WILTON, N.D. — Paul Schauer was one of the first in Wilton to receive a volunteer emergency responder license plate.
"I think just about everybody on the squad took advantage of that opportunity," said the volunteer ambulance driver, who is also a Lutheran pastor.
North Dakota voters in 2018 approved a statutory initiative by 64% to provide volunteer firefighters and emergency medical personnel with red-colored license plates free of charge that grant admission to state parks.
Since it took effect on Dec. 6, more than 2,550 sets of plates have been distributed to qualified volunteers, according to the North Dakota Department of Transportation. Volunteers must apply for the plates.
Mandan Rural Fire Chief Lynn Gustin said 10 or 12 firefighters of his 32-member volunteer department have applied for and received plates since February or March.
Gustin said he supported Measure 4, viewing the special plates as an incentive and "good deal for first responders" with voters' approval. He said he may apply for a plate this fall, though his pickup has a personalized license plate.
Bismarck Rural Fire Chief Michael Voigt said his department encountered "a quandary" with the plates as the fire department includes paid, part-time employees who meet the state's volunteer definition.
"We don't want to basically create a situation where it looks like over here we're saying we're not volunteers for the purposes of all our payroll and everything that we do, but then we bend the rules over here and we say that we are volunteers because this law reads a certain way," Voigt said. "I just don't want to create that with the public."
He added his department will leave it to North Dakota lawmakers to adjust or clarify volunteer language in the 2021 legislative session. Lawmakers passed a bill in their 2019 legislative session to put criteria in definitions related to the plates, such as volunteers' membership and pay.
Since early May, Dan Schelske, park manager of Fort Abraham Lincoln State Park, said he’s seen about six of the license plates at the park south of Mandan.
License plates are something he takes notice of as visitors from other states frequent the park. He's also seen the red plates around Bismarck-Mandan.
"There's a few floating around. They're really easy to spot," Schelske said.

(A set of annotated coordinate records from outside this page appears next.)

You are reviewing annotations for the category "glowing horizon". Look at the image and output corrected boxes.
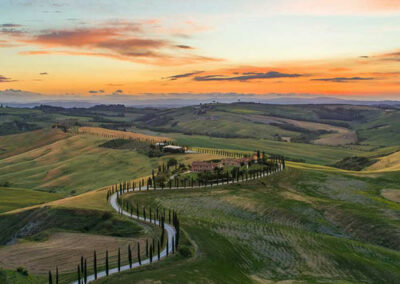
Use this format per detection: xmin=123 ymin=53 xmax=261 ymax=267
xmin=0 ymin=0 xmax=400 ymax=98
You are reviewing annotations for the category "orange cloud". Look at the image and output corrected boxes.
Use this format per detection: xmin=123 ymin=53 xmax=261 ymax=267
xmin=18 ymin=21 xmax=220 ymax=65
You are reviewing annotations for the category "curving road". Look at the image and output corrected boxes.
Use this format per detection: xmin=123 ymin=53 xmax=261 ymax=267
xmin=72 ymin=189 xmax=176 ymax=284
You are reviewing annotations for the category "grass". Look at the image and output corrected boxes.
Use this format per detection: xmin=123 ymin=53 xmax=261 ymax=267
xmin=0 ymin=129 xmax=68 ymax=159
xmin=77 ymin=127 xmax=169 ymax=142
xmin=173 ymin=134 xmax=366 ymax=164
xmin=0 ymin=129 xmax=225 ymax=196
xmin=0 ymin=187 xmax=62 ymax=213
xmin=99 ymin=168 xmax=400 ymax=283
xmin=0 ymin=135 xmax=158 ymax=195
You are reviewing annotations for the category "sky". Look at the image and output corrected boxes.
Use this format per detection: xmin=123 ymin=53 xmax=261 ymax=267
xmin=0 ymin=0 xmax=400 ymax=99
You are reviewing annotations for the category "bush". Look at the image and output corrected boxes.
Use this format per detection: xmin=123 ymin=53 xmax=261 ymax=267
xmin=17 ymin=266 xmax=29 ymax=276
xmin=333 ymin=157 xmax=374 ymax=171
xmin=0 ymin=181 xmax=11 ymax=187
xmin=178 ymin=245 xmax=194 ymax=257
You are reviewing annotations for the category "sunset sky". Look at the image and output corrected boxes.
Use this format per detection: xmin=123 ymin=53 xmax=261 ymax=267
xmin=0 ymin=0 xmax=400 ymax=99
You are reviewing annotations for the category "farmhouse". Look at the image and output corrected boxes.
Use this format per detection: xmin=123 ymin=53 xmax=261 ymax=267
xmin=163 ymin=145 xmax=185 ymax=153
xmin=192 ymin=161 xmax=218 ymax=172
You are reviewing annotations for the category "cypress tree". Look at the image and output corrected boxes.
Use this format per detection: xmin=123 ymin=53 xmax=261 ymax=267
xmin=157 ymin=240 xmax=160 ymax=260
xmin=150 ymin=245 xmax=153 ymax=263
xmin=84 ymin=258 xmax=87 ymax=284
xmin=128 ymin=245 xmax=132 ymax=268
xmin=138 ymin=242 xmax=142 ymax=265
xmin=106 ymin=250 xmax=109 ymax=276
xmin=149 ymin=207 xmax=151 ymax=223
xmin=118 ymin=248 xmax=121 ymax=272
xmin=93 ymin=250 xmax=97 ymax=279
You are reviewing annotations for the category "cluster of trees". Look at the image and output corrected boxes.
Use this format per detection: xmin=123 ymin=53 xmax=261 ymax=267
xmin=107 ymin=151 xmax=286 ymax=200
xmin=193 ymin=148 xmax=248 ymax=158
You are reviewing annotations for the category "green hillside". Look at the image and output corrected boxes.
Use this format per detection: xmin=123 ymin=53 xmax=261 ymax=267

Schauer said he was neutral on Measure 4 but applied for plates "just to see how it worked." He received his plates in January and affixed them to his pickup.
Some Wilton ambulance volunteers didn't apply for plates due to their "additional burden to taxpayers" and easy identification, he added. Schauer said he had wondered if the plates' visibility would make responders "a target" in some instances, such as an active shooter.
"Those red plates do stick out," he said, but also called them "a nice gesture," especially for volunteers who log many hours on call.
NDDOT in 2018 estimated a combined 10-year revenue loss to the highway tax distribution fund and state parks of about $17.7 million for Measure 4's fiscal impact.
About 11,000 people serve volunteer fire departments and ambulance services in North Dakota.